В результате, мы выделяем пять неразрывных составляющих обеспечения защиты компьютерных сетей, которые должны находиться под одной командной структурой:

  1. Мониторинг и приоритизация в реальном времени (Линия 1).
  2. Анализ инцидентов, координация и реагирование (Линия 2 и выше).
  3. Сбор и анализ данных киберразведки.
  4. Настройка и управление сенсорами, использование и поддержка инфраструктуры SOC.
  5. Разработка и развертывание инструментария SOC.

В Разделе 4.2 рассказывается о различных способах объединения этих элементов в единое целое. На рисунке ниже представлен пример типичной организационной структуры с разделением функциональных обязанностей.

Функции защиты сетей в SOC
Рис. 10. Все функции защиты сетей в SOC

К сожалению, опыт взаимодействия с несколькими десятками правительственных и коммерческих SOC показывает, что задача по обеспечению защиты сетей часто распределяется между несколькими независимыми структурами. Например, мониторинг системы обнаружения вторжений (IDS) (Линия 1) может осуществляться центром управления сетями (NOC), а реагирование на инциденты (Линия 2) – ИТ-подразделением.

Разделение этих основных функций, как правило, приводит к одному или нескольким последствиям:

  1. Сниженный темп действий,
  2. Нарушенные или неэффективные внутренние процессы,
  3. Неэффективное взаимодействие,
  4. Замедление развития системы по защите компьютерных сетей,
  5. Враждебность/недоверие между различными сторонами, участвующими в обеспечении защиты сетей.

Результатом становится незаметное, но крайне негативное влияние на состояние защищенности клиентов.
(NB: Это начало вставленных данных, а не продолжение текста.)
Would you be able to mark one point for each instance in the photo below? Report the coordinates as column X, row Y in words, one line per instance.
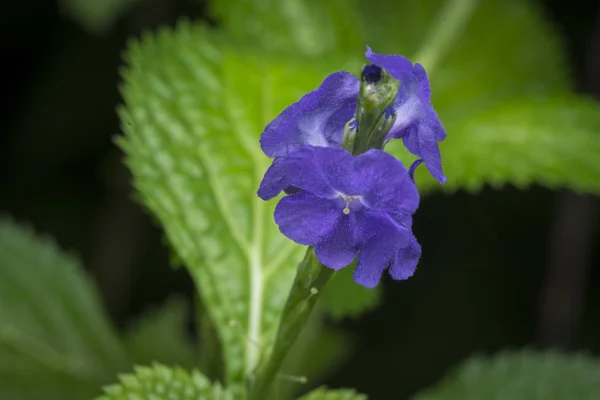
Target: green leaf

Рассмотрим последствия отсутствия у SOC каждой из ключевых функций:

  • Мониторинг в реальном времени и приоритизация или анализ инцидентов, координация и реагирование:
    • Эскалация инцидентов и последующие процессы разрозненны и фрагментированы.
    • Инциденты медленно обрабатываются, а Линия 1 получает слабую обратную связь.
  • Консолидация обеспечения защиты сетей в рамках одной структуры:
    • Трудно воздействовать на контроль качества того, что поступает с операционного уровня.
    • Карьерный рост аналитиков осложняется, сложнее удержать аналитиков.
    • В некоторых сценариях архитектура мониторинга защиты сетей и набор инструментов сильно раздроблены, как правило, вследствие некоторых различий в требованиях пользователей и децентрализации ресурсов.
  • Сбор данных киберразведки и аналитики:
    • Мониторинг SOC ни на чем не фокусируется и не улучшается.
    • SOC не успевает реагировать на изменения в ландшафте угроз.
    • SOC не воспринимается клиентами как ресурс для ситуационной осведомленности.
    • В инструментах мониторинга неэффективно используются TTP и индикаторы из доступных источников данных киберразведки и, следовательно, они не соответствуют текущему уровню угроз и уязвимостей.
  • Настройка и управление сенсорами:
    • Системы SOC приходят в неисправное состояние.
    • Время простоя систем SOC увеличивается, поскольку ответственный персонал не подчиняется руководству SOC.
    • В сенсорах отсутствуют актуальные сигнатуры.
    • Результаты мониторинга и обработки инцидентов не приводят к улучшению/настройке пакетов сигнатур или контента SIEM-систем.
    • SOC не может эффективно поддерживать независимость и защищенность от остальной части архитектуры клиентов, потому что его системные администраторы и/или инструменты входят в общий пул ИТ-поддержки.
    • Системы выходят из строя, а персонал SOC не может осуществлять тактические корректирующие действия или решать более серьезные проблемы на уровне проектирования системы.
  • Разработка и развертывание инструментария SOC:
    • Между SOC и разработкой возникает серьезное недопонимание из-за совпадений в технических знаниях и различий в приоритетах и видении проекта.
    • Разработка не удовлетворяет операционным приоритетам SOC, как с точки зрения своевременности реализации новых возможностей, так и потребностей оператора.
    • Искусственное разделение между операторами и разработчиками вызывает путаницу в обязанностях; раздельный процесс работы не позволяет SOC использовать тактические решения.
    • Поскольку инженеры не участвуют в процессах SOC, они не полностью понимают потребности операторов, вне зависимости от качества и детализации требований.
    • Многие возможности SOC лучше всего разрабатывать “по спирали”, что позволяет быстро реализовать нужные возможности для операционистов и менять их по мере необходимости; жизненные циклы разработки, когда проекты кочуют между этапами цикла, не поддерживают этого.
    • Неоднозначность источников финансирования SOC может осложнить процесс координации финансирования, выделения бюджетов на капитальные вложения и техническое обслуживание.
    • Разделение бюджета на обеспечение защиты сетей может привести к дисбалансу денежных средств, выделяемых на инструменты, персонал и обучение.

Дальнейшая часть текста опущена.